Angela: Like I mentioned, it brings, it has so much wisdom sometimes. I like I'm in, I'm in nature or like, I listen to a song and like, I feel it, and my body, like this deep, like a tingling sensation. It's, it's not something that my mind can really like give a meaning to, but it's like my body knows first.
Angela: Right. I feel too that because our soul is, is connected to our body. It it's like holding our body. The body is one of the, the greatest allies, because it speaks directly. Like it doesn't allow the mind, the mind that allows, that sometimes tells us that we're overthinking it, or, you know, it puts like doubts in our head.
Angela: I think the body comes from a place of pureness.
Dalia: Hmm. I love that framing because my first thought was, well, how do you know that you can connect to your ancestors? So my first reaction was how do we process this intellectually? How do we know that we can even do this? And that ancestral work is something that we can all access. Because when you don't have access to a lot of the traditions that your ancestors practiced.

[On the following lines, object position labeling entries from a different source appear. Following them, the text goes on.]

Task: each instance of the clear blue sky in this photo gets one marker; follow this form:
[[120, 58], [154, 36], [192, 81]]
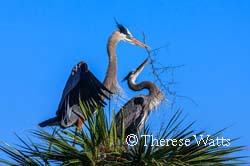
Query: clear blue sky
[[40, 41]]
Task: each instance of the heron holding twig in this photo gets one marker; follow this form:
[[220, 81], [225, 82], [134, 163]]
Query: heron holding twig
[[136, 111]]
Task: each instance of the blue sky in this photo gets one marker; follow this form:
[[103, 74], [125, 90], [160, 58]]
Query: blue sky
[[40, 41]]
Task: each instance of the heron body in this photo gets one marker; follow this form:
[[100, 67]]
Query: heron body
[[83, 85], [137, 110]]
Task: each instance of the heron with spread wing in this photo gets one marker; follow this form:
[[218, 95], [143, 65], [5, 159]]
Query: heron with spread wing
[[137, 110], [83, 85]]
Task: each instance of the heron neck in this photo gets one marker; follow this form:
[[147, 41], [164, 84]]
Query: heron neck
[[143, 85], [110, 81]]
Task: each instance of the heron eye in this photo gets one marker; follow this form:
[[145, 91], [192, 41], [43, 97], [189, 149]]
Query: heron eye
[[128, 36]]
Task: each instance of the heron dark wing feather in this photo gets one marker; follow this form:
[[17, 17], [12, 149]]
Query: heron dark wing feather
[[83, 85]]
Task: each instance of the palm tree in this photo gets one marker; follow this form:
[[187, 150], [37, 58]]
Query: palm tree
[[98, 144]]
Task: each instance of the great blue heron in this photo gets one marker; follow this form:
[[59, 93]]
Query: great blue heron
[[83, 85], [136, 111]]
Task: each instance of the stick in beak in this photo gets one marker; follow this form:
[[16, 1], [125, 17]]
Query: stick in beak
[[137, 42]]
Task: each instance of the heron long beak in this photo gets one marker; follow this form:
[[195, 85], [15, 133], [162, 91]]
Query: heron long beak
[[141, 67], [137, 42]]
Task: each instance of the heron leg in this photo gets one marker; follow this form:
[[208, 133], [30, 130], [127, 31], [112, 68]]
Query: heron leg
[[79, 124]]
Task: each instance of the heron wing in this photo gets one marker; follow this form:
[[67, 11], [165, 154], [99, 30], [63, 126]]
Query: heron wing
[[83, 85]]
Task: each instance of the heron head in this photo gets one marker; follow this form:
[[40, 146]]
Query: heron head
[[126, 36], [132, 75]]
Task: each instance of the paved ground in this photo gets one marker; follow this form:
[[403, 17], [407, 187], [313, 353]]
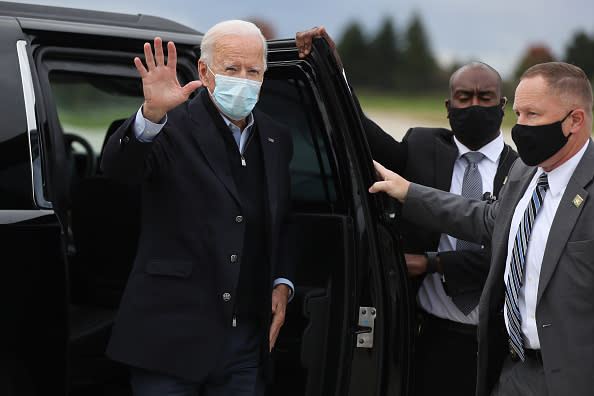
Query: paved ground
[[397, 124]]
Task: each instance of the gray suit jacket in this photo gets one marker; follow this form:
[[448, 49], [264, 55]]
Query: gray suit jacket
[[565, 304]]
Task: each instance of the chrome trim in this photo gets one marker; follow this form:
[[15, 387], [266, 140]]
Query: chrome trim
[[108, 30], [29, 98], [20, 216]]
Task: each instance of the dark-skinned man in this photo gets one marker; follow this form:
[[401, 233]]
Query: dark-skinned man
[[470, 160], [536, 328]]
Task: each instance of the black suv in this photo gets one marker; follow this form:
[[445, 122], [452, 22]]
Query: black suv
[[68, 234]]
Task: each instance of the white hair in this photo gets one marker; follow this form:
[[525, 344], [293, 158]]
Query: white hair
[[226, 28]]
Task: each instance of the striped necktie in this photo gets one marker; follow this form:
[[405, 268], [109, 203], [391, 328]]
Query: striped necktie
[[515, 277], [472, 187]]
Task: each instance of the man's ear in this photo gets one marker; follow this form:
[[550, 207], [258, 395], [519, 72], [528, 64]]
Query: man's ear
[[203, 73], [577, 119]]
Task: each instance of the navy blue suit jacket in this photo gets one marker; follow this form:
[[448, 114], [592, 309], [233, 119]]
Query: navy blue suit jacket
[[178, 304]]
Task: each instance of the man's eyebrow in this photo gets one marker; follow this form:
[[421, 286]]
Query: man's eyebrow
[[471, 92]]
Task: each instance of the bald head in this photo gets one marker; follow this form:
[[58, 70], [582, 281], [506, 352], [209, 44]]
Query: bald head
[[474, 71]]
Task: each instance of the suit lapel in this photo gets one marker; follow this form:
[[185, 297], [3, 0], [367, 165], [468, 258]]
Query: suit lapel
[[566, 217], [207, 128], [270, 144], [445, 157]]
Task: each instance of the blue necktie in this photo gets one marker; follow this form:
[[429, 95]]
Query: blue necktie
[[515, 277]]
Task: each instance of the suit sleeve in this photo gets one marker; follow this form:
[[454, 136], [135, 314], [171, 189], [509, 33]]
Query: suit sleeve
[[452, 214], [384, 148], [130, 160]]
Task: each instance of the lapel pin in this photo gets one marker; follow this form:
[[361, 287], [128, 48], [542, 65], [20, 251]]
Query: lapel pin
[[578, 200]]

Dalia: I know, sometimes you feel anxiety around, like, am I doing this correctly? Can I recreate traditions that are lost? But what is your take on that? I would imagine that if the body is the guide, then there are many ways, even if you don't have any way to know the exact traditions that were used, that there are many ways to tap into this power.
Angela: Correct. Yeah. I, I believe our intuition is our biggest guide. And the body, like the body, what it feels the sensations. So for anyone that doesn't have access to, you know, who your ancestors were, I say, the first thing is like, what do you feel inclined to? That is the first thing that you wanna attempt into. A lot of us have, we love things that don't have.